Los desaprensivos agujerean árboles centenarios en Salto, Cee y Treos

CEE

Algunas plantas han comenzado a secar y otras están definitivamente muertas. En ningún caso se conocen los autores

28 oct 2009 . Actualizado a las 10:55 h.

Tal vez por la abundancia en los montes y prados, por la falta de una cultura arbórea conservacionista o por ambos factores, en la comarca nunca ha habido excesivo amor por los árboles. Excelentes ejemplares de carballos o plátanos que acompañaban las avenidas fueron talados en aras del progreso. Las nuevas calles nacen sin estas plantas, porque muchas veces, cuando se intenta, surge la oposición vecinal. Pero eso es un hecho y otro es acabar sutilmente con plantas que dan esplendor al lugar en el que se yerguen o son testigos de su historia. Por ejemplo, en el camposanto de Salto, Vimianzo, donde un árbol ha acompañado a varias generaciones de vecinos que han despedido a familiares o acuden a visitar sus tumbas. En el tronco se aprecian unos agujeros por los que, probablemente, se han introducido sustancias que merman su crecimiento o acaban con su existencia. No ha ocurrido solo aquí. En Treos, también en Vimianzo, practicaron el mismo sistema en carballos centenarios, en laureles de gran porte (que hubo que cortar) y en un plátano, todos junto a la casa rectoral. El párroco dice que no entiende este tipo de actitudes.
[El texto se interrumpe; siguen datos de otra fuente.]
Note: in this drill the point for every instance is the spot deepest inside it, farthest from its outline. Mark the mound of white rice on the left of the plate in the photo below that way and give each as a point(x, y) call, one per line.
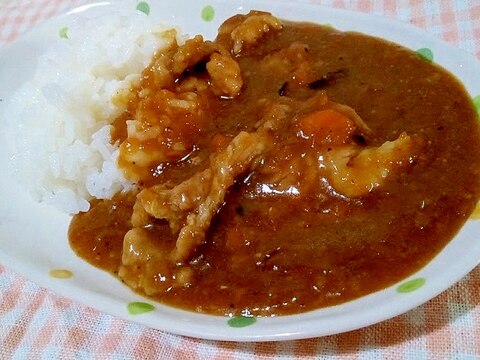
point(59, 120)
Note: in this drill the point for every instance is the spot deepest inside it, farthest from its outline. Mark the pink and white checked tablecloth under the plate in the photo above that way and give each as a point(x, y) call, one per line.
point(36, 323)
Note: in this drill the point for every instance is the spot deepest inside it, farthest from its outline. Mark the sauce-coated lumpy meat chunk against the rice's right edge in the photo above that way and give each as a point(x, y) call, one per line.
point(154, 137)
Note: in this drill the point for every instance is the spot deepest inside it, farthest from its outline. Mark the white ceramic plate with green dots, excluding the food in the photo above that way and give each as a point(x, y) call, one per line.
point(33, 236)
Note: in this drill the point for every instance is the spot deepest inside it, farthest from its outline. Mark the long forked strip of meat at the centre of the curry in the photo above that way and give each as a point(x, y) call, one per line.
point(191, 205)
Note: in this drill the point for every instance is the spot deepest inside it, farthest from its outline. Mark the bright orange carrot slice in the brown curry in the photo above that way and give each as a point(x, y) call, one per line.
point(327, 127)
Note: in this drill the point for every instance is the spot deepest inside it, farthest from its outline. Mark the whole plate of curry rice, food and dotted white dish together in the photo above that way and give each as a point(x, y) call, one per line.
point(245, 171)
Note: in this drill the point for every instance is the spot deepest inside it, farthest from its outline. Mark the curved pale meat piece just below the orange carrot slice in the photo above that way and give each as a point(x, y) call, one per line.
point(355, 171)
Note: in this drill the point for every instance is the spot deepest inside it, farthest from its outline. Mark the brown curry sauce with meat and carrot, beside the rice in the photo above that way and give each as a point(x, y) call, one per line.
point(281, 168)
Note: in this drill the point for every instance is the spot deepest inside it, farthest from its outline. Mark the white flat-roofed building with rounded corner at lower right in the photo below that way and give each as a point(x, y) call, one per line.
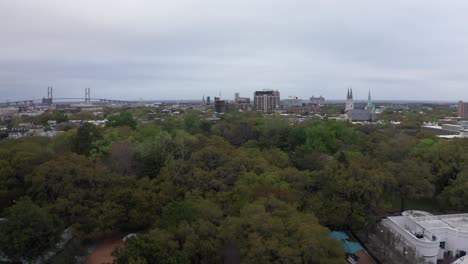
point(431, 235)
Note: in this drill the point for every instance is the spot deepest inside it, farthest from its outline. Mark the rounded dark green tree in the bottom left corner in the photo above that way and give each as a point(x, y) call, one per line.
point(28, 231)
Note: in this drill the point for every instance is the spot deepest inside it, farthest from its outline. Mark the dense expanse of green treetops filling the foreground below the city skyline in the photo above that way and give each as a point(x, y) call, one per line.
point(264, 187)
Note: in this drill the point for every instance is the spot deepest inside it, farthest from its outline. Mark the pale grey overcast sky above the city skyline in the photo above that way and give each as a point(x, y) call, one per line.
point(180, 49)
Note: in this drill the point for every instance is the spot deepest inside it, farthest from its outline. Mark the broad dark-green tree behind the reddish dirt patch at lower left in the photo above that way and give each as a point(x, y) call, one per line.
point(85, 194)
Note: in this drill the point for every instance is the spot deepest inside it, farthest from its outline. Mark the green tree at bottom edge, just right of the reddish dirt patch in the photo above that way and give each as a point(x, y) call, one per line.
point(186, 233)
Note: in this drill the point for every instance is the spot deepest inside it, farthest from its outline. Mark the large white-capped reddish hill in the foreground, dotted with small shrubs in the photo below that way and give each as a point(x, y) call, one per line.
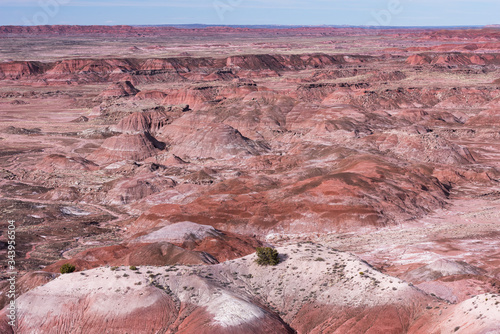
point(215, 299)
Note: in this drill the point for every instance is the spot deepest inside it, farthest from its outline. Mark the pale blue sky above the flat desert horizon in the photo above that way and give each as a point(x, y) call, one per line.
point(251, 12)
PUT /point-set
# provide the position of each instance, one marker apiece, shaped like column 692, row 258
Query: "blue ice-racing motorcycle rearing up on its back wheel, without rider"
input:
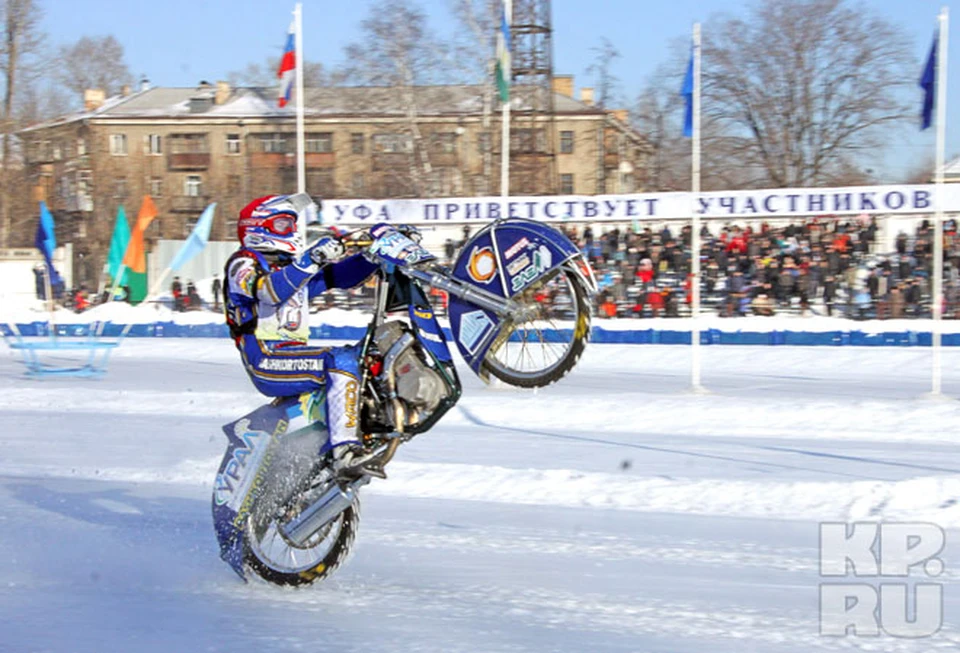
column 519, row 311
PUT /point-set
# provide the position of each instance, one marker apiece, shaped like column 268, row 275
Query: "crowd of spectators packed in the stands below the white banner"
column 819, row 266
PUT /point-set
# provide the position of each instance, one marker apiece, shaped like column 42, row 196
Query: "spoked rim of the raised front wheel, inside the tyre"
column 537, row 346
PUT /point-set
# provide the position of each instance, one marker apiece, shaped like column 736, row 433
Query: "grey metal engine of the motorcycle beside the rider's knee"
column 408, row 371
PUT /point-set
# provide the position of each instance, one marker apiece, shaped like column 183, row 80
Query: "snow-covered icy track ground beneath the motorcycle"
column 614, row 511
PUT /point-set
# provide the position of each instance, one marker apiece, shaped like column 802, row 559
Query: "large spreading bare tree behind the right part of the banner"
column 801, row 87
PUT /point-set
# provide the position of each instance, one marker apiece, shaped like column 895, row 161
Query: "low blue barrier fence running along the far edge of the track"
column 598, row 335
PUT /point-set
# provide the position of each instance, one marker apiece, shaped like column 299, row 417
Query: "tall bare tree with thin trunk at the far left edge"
column 21, row 42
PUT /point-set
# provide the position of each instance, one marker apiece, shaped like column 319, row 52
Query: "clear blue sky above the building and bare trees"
column 180, row 42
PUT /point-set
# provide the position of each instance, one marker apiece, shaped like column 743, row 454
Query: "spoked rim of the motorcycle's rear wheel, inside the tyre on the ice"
column 270, row 546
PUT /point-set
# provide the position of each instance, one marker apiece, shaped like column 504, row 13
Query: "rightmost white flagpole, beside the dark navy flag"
column 941, row 99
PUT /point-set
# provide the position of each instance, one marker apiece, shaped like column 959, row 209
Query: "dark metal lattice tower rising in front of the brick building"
column 532, row 156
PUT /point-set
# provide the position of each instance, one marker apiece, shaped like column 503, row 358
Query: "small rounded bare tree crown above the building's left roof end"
column 93, row 62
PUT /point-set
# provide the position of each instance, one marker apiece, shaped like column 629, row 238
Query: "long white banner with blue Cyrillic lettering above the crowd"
column 730, row 205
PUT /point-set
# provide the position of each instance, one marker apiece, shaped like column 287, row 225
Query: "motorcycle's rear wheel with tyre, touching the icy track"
column 281, row 562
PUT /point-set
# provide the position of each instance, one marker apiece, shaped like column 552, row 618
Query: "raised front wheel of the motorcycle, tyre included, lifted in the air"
column 536, row 352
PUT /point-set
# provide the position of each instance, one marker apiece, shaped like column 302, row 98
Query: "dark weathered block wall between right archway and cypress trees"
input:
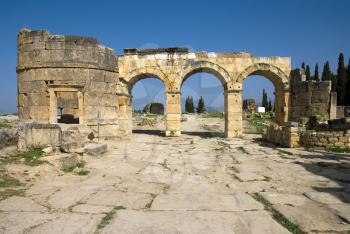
column 309, row 98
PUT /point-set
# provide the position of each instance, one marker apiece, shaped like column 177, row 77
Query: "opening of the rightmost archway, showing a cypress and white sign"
column 258, row 104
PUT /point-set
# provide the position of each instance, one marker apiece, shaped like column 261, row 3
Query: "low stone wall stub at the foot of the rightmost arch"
column 286, row 136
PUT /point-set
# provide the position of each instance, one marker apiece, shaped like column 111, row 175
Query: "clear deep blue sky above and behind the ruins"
column 312, row 31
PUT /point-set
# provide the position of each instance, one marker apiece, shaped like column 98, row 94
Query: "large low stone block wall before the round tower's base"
column 31, row 135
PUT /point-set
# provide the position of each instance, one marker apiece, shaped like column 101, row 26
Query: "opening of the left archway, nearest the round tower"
column 148, row 106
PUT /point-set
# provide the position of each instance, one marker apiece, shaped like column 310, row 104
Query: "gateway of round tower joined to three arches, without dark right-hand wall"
column 49, row 66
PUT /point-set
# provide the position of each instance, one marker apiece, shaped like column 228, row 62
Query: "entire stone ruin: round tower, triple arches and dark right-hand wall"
column 75, row 81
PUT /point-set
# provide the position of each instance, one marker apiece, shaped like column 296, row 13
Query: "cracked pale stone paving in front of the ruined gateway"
column 189, row 184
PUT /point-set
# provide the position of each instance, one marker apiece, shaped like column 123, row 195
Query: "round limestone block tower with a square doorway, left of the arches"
column 48, row 64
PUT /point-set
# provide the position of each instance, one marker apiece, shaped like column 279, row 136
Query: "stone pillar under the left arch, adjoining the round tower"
column 125, row 115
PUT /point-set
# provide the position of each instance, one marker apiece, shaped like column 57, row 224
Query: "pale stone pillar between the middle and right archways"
column 233, row 113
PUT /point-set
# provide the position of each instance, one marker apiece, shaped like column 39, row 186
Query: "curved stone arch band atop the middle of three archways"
column 208, row 67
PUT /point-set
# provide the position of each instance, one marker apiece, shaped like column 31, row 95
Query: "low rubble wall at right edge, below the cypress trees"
column 325, row 139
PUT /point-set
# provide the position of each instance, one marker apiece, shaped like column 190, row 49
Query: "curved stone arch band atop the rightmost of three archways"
column 271, row 72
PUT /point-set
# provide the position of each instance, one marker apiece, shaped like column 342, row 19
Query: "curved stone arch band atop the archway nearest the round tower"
column 142, row 73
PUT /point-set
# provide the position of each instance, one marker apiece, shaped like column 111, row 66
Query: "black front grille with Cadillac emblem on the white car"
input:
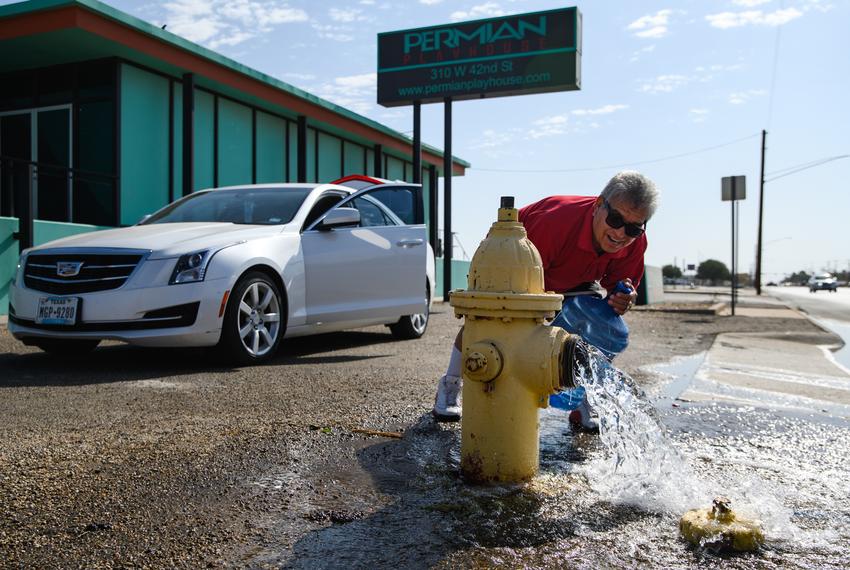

No hace mucho que en Cee, cerca del colegio Eugenio López, los desaprensivos realizaron grandes agujeros con una broca en un carballo centenario, que ya ha dado las últimas. Nada que ver todo esto con actuaciones como las realizadas recientemente en la plaza del Concello de Zas, donde el ejecutivo local saneó todos los árboles enfermos, y antes en O Allo. La cara y la cruz, y tan cerca.